I admired N’s guts and resilience, as well as his desire to cope with this illness which had created many obstacles in his life. N had read online forums suggesting that people with similar problems tend to rely on alcohol and illegally-obtained benzodiazepines to ameliorate their anxiety and alleviate their anguish, at least temporarily. N had not considered this medicinal route as a solution and understood that these would only provide short relief followed by a worsening of his symptoms. I had met similarly mindful and purposeful clients in the past, so I already admired his tenacity. He truly seemed to have faith in himself and his capabilities and wanted to re-enter the social world but needed professional psychotherapeutic support to get there.

After that first text session, N said that for the first time in a long period, he felt that he had found an ally. His hope of a successful outcome therefore strengthened while my attempt to spend a vacation without clients completely failed—we decided to keep working together.

In subsequent text sessions with N, I did pretty much the same as I would during online or face-to-face sessions, except that it took more time because typing is far more cumbersome to me than simply talking. At the end of the fourth session, N actually suggested holding the next session online, saying that “the calluses that had developed on my fingers required treatment.” While I believed that this was actually the case, I also thought that his desire to see me face-to-face represented a significant step towards progress in dealing with his social anxiety. After the seventh session, N started leaving his house, and by the eleventh, we were already “rehearsing” an appointment with a psychiatrist, which took place soon thereafter. His belief in himself and in our work, as well as our mutual commitment to the goals of therapy, helped N to progress rapidly. In a few months, he could already spend time with people including strangers while experiencing a tolerable anxiety of 6 points out of 10 according to his own assessment.

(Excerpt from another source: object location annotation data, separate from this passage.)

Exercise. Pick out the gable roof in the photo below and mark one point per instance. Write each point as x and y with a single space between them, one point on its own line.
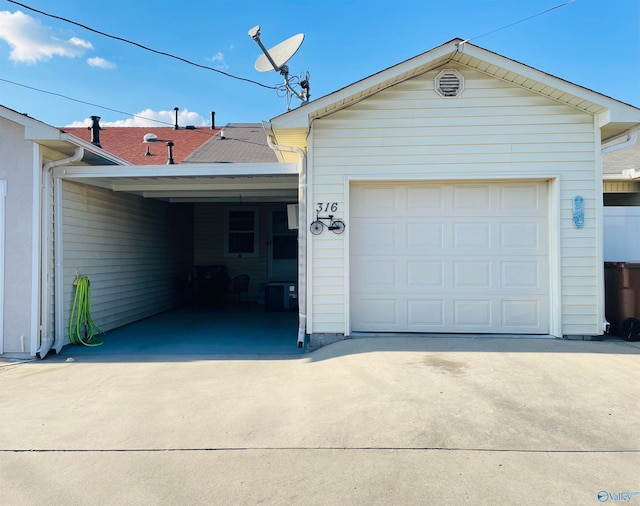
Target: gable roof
242 143
127 142
616 117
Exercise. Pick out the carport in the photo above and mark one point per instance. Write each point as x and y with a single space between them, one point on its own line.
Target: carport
143 233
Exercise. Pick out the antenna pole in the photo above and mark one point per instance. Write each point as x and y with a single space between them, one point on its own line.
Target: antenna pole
254 33
256 37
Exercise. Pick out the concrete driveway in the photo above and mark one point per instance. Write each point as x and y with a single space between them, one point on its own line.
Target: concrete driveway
363 421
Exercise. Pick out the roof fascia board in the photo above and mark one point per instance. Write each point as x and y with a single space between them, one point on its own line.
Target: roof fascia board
299 118
76 141
620 112
177 170
34 129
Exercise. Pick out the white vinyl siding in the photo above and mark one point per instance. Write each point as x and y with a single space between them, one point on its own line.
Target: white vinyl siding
493 131
134 251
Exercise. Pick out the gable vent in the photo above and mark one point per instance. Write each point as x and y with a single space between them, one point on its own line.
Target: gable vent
449 83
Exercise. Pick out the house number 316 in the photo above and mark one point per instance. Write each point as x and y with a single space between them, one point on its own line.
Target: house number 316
325 207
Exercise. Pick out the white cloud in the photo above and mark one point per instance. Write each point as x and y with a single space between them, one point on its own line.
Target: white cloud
101 63
219 59
146 119
32 42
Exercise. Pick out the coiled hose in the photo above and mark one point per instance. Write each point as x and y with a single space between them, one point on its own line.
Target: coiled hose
80 318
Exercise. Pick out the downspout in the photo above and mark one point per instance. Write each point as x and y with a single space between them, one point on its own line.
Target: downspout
632 137
302 229
47 341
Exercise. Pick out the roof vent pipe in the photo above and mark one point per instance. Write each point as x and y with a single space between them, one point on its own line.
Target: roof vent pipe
95 131
170 148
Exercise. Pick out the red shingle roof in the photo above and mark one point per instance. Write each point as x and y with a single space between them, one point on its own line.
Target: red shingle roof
126 142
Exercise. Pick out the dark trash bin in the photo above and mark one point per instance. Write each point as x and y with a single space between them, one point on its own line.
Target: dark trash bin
622 300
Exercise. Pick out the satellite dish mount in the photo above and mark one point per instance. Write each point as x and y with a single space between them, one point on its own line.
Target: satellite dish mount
276 59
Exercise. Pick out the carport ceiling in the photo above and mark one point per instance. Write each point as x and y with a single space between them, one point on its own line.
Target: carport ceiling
274 182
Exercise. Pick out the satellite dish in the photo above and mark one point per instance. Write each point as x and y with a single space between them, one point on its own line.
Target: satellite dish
276 59
280 54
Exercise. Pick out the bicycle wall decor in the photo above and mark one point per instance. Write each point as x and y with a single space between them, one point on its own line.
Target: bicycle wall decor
336 225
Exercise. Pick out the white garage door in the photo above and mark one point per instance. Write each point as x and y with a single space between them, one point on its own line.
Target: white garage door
449 257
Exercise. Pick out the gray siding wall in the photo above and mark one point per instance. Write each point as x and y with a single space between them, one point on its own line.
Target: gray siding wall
137 252
16 168
495 130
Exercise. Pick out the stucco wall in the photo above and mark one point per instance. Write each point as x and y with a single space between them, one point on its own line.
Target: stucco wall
17 169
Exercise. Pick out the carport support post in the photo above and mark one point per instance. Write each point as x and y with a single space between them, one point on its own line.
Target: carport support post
56 341
302 229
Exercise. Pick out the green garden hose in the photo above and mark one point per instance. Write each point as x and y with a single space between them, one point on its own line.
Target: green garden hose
80 318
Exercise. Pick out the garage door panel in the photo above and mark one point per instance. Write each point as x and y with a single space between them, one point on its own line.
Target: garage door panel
471 198
472 313
471 235
423 313
472 274
474 258
523 197
521 314
520 235
424 236
520 274
423 198
421 274
383 313
370 274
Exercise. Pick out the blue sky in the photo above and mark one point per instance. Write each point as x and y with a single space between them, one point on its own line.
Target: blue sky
593 43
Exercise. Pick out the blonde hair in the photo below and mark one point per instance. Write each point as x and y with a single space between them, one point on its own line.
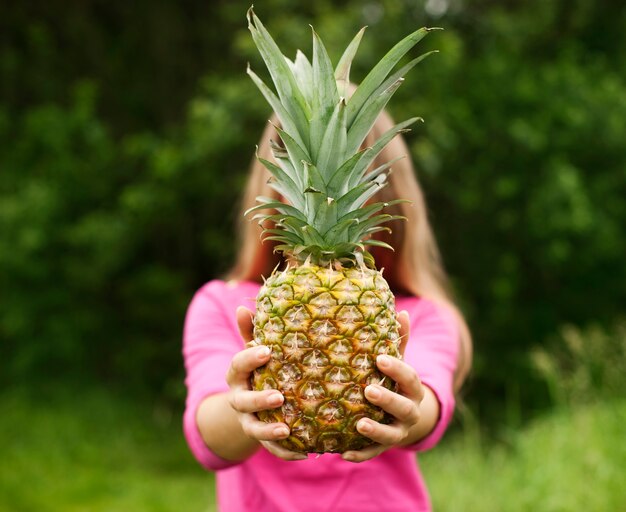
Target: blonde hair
415 267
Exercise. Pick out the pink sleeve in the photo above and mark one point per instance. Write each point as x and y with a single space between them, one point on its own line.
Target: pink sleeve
433 351
210 340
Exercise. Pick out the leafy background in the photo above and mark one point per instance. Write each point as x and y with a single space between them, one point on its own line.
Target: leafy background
126 131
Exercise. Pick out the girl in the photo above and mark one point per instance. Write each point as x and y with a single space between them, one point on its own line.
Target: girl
254 473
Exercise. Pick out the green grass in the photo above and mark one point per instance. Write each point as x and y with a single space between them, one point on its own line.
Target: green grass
93 453
99 452
571 460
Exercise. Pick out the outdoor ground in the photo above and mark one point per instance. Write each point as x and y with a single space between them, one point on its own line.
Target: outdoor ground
98 452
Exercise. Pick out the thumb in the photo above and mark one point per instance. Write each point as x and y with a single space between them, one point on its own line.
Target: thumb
244 322
404 331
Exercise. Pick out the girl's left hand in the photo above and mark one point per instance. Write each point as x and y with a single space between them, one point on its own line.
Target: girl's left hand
404 405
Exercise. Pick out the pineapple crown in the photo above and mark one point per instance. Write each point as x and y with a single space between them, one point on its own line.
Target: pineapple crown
321 171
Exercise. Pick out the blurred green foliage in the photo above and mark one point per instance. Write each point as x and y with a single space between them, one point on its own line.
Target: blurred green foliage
126 131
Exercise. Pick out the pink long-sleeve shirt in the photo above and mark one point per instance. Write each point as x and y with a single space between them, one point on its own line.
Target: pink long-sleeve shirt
264 483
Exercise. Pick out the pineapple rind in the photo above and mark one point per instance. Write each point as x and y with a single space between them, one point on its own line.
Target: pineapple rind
325 327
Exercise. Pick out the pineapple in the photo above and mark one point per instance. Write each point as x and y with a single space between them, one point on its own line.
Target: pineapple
329 312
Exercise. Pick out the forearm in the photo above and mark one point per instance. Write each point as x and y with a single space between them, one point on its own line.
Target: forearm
221 430
429 416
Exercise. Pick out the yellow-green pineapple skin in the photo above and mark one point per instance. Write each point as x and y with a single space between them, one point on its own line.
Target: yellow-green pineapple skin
325 327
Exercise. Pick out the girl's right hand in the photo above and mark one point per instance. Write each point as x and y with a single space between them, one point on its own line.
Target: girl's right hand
246 402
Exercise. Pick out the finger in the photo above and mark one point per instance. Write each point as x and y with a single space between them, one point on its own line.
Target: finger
261 431
282 452
404 331
405 375
245 323
254 401
365 454
400 407
386 435
244 363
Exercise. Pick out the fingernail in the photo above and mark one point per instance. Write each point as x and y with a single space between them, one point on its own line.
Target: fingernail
364 426
383 361
281 432
372 392
275 399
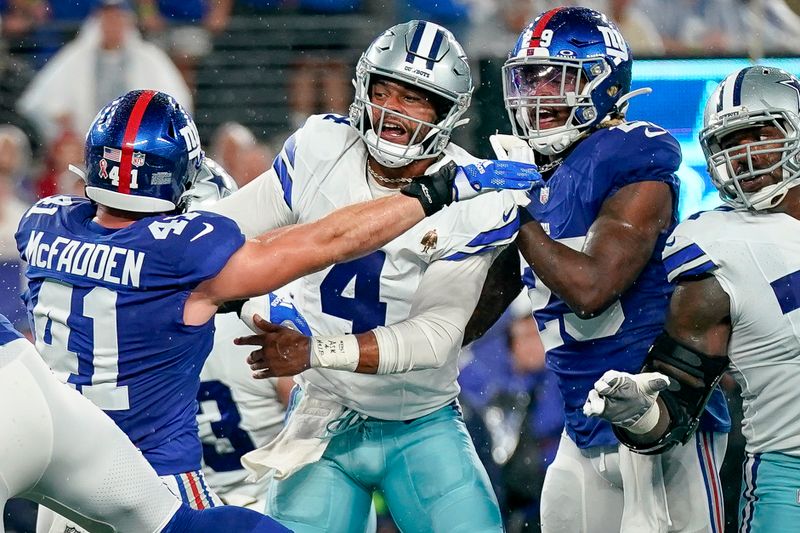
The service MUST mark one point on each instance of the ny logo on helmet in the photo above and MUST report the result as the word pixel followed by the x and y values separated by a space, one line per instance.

Can I be sure that I wouldn't have been among the therapists who refused N in his request for a text session? Unfortunately not. I discussed this issue with colleagues, and many of them admitted that they would not be ready to hold therapy sessions in text format. Our teachers and supervisors direct us towards face-to-face sessions, sometimes touching the nuances of online therapy, but therapy in text format is often considered with skepticism. How is it possible—not to see and hear the client? Safety is an important factor in the therapeutic relationship, and in this case, N clearly did not feel safe in any social sphere, let alone therapy. Texting felt safe for him, and I believed it was my role to honor his need for safety, so I accepted the format of our relationship on his terms. In general, but particularly after working with N, I believe therapists should honor and respect the client's desires as long as all possible and foreseeable risks are considered. In this case, it was important to understand N’s reasons for requesting text-based sessions, which seemed fair. I trusted my intuition that he was yearning for connection, but it had to be on his terms. It was for that reason alone, despite it being contrary to my typical way of practicing and being on vacation, that I accommodated him.

***

Working with N reminded me of one of the fundamental rules of psychotherapy: therapy is for the client, not the client for therapy. We spend years studying the rules of psychotherapy, and then for the rest of our professional lives, we learn to break these rules sensibly and for the benefit of the client. The “don't work on vacation” rule should probably also be considered with certain flexibility. I discovered, although somewhat reluctantly, that conducting sessions on vacation can work if the therapist has the sea, sun, and a brazen monkey nearby; and the client has a desire to change.